Diffusion in Hamiltonian Systems with Applications to Twist Maps and the Two Beam Accelerator.

In this thesis I study two problems involving chaotic motion in Hamiltonian systems. In the first, I study the evolution of a distribution of particles in phase space. The motion of the particles is given by a near -integrable Hamiltonian mapping and the variables used to describe the motion are the action-angle variables of the integrable part of the Hamiltonian. The evolution of the distribution of angles is observed to be much faster than the evolution of the distribution of actions. This separation of time scales allows me to average over the angle variables and model the evolution of the action distribution function as a diffusive process.
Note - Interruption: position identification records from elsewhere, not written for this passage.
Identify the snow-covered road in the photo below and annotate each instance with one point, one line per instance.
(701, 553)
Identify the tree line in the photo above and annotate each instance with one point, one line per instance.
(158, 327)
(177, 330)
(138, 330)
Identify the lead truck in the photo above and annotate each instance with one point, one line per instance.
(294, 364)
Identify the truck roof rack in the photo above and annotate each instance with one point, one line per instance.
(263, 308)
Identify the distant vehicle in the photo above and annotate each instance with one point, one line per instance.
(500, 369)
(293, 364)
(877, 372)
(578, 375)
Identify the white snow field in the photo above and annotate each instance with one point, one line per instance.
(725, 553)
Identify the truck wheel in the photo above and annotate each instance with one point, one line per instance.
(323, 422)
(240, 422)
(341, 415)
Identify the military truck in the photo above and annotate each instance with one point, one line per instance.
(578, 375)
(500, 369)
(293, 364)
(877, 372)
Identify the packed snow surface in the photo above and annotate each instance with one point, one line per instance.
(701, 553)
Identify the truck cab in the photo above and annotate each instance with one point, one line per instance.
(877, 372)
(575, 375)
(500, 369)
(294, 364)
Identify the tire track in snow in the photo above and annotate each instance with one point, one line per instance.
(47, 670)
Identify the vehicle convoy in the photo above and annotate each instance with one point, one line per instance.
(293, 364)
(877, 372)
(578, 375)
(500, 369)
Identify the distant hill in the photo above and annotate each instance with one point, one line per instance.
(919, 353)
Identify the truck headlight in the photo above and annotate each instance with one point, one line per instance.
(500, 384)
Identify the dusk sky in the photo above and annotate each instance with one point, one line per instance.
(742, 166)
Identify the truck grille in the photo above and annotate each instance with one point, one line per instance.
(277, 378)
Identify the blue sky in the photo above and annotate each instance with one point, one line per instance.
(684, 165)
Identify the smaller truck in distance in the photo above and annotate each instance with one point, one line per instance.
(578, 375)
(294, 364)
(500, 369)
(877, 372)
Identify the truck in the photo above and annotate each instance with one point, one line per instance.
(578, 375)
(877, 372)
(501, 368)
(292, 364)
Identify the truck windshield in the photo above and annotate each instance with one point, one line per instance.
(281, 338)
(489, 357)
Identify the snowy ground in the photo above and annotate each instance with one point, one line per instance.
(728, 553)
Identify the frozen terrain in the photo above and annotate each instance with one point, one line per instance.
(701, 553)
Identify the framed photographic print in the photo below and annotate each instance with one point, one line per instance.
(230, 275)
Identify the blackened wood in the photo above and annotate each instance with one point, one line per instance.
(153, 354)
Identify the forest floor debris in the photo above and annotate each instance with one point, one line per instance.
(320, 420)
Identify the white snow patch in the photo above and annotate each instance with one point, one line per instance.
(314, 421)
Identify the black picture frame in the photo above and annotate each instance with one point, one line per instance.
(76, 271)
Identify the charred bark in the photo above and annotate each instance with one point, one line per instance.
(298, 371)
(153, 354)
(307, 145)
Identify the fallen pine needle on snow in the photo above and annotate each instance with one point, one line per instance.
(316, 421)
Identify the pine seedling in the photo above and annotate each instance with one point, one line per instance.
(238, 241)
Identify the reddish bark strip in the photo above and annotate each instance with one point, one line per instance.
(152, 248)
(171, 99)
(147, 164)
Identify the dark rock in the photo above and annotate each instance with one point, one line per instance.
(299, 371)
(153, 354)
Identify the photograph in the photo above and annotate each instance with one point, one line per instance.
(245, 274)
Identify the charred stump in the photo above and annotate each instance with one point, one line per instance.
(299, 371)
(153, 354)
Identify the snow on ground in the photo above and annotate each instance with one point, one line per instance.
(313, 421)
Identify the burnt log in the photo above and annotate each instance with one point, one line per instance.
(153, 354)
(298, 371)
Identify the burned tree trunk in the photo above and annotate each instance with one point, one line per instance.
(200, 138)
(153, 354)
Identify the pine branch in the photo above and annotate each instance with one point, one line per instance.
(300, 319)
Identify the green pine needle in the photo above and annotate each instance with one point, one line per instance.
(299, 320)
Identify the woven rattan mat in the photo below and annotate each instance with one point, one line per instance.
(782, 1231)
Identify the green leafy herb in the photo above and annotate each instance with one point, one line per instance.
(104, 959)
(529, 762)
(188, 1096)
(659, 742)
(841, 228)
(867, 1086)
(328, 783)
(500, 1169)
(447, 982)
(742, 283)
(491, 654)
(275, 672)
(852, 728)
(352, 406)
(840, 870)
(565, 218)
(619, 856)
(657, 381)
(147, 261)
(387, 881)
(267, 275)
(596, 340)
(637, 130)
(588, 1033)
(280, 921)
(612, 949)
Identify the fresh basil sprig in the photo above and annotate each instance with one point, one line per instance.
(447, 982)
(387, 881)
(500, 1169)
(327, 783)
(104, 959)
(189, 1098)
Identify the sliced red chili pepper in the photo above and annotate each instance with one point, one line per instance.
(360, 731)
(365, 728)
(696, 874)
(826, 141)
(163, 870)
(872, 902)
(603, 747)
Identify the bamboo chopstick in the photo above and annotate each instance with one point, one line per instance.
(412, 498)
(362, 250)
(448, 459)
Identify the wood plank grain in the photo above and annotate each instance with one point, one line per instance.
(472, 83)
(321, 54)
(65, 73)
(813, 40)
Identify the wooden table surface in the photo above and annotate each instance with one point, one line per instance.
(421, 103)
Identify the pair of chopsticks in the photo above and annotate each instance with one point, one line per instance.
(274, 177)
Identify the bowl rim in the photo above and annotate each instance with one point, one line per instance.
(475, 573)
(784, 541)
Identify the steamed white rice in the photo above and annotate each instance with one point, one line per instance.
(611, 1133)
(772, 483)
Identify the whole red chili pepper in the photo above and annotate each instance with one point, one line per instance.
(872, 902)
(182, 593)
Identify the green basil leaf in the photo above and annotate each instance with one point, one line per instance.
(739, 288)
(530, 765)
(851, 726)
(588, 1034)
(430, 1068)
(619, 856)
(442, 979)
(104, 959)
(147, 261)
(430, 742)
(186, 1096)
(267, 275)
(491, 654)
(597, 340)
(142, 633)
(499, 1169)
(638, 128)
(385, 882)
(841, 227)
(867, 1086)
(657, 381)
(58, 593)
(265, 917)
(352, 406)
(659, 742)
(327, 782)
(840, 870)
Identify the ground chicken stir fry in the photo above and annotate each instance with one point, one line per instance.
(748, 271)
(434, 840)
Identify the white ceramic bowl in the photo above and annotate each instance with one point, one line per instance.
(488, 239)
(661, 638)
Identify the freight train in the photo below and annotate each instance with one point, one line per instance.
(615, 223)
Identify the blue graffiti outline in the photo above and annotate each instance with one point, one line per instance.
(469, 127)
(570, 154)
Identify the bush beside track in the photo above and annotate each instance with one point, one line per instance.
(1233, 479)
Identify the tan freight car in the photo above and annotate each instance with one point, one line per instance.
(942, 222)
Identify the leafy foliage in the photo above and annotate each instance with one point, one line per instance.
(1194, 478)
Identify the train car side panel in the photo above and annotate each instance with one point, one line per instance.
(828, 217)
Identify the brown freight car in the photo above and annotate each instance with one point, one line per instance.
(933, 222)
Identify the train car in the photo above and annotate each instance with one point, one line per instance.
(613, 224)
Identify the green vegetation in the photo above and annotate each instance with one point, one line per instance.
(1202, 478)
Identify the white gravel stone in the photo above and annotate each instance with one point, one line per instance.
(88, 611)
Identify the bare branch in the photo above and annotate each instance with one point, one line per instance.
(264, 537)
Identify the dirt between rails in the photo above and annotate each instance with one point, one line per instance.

Using the Fermi map as an example I numerically integrate the Fokker-Planck equation for the action and compare the resulting distribution function with direct solutions of the mapping equations. The second moment of the distribution is compared with the diffusion coefficient measured in the numerical experiments. Both show oscillations similar to those found in the standard map. In addition I numerically find the invariant distribution in the Fermi map. I calculate the size of islands surrounding stable fixed points and show that the dips correspond to these islands. The second problem I study involves the motion of electrons in free electron lasers (FELs). Using a variational principle I derive a self consistent three dimensional model for tapered FELs. I then use this model to study the extent of stochastic motion in a particle accelerator. A high current, low energy (20 MeV) beam drives the FELs, producing 1 cm microwaves. These microwaves are used to accelerate a low current beam to energies of 1 TeV. The periodic nature of the acceleration and deceleration of the low energy beam and the interaction between the transverse electron motion and the longitudinal electron motion can lead to stochastic motion. I exhibit design criteria that ensure that detrapping of the low energy beam by this stochasticity is minimal. Numerical integrations of a one dimensional model for the FELs are presented showing various degrees of detrapping. I also explore the effects of islands produced by resonances between the periodic acceleration and the trapped particle motion. (Abstract shortened with permission of author.).